Taylor Hales of Electrical Audio, the studio in Chicago that Albini founded in 1997, confirmed to the New York Times that Albini died of a heart attack in his Windy City home.
Albini recorded some of the most acclaimed albums of the late 1980s and beyond. In addition to Nirvana and Pixies, he helped shape the sound of some of the most notable bands and artists of the era, including the Breeders, PJ Harvey, The Jesus Lizard, Urge Overkill, Superchunk, Jon Spencer Blues Explosion, Fugazi and more.
He remained a prolific producer – though he preferred the term engineer – and, in recent years, worked with artists ranging from Robbie Fulks to Laura Jane Grace to Ty Seagall.
He was as well known for being a witty and sharp critic of the music industry, including of some of the bands he recorded, and authored a legendary essay on the subject, “The Problem With Music,” in December, 1993 – just as he was about to become one of the rare broadly recognizable names beyond the liner notes among recording engineers.
In “The Problem With Music,” Albini bemoaned the state of major label machines that lured naive artists into deals that could make the labels millions while leaving the artist in debt. And he wasn’t afraid to turn his ire on other producers or even major acts. In “The Problem With Music,” for instance, he writes: “Nobody on earth could make the Smashing Pumpkins sound like the Beatles.”
In a memorable passage, Albini breaks down the earnings – and the payouts – of a baby band that has sold a quarter-million album copies, ending with tour merch:
“The … merchandising advance will have already been paid, and the band, strangely enough, won’t have earned any royalties from their t-shirts yet. Maybe the t-shirt guys have figured out how to count money like record company guys.

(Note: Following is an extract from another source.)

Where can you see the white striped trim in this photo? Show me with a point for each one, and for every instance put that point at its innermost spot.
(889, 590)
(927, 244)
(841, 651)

Some of your friends are probably already this fucked.”
According to the NYT, he also wrote, after recording Pixies’ Surfer Rosa, “Never have I seen four cows more anxious to be led around by their nose rings.” Yet, Pixies bassist Kim Deal remained not only friendly with Albini, he went on to record The Breeders, her solo project.
Albini was also a musician, leading Shellac in the 1990s, and Big Black in the decade prior. Neither earned wide success, but were considered influential harbingers of a DIY era.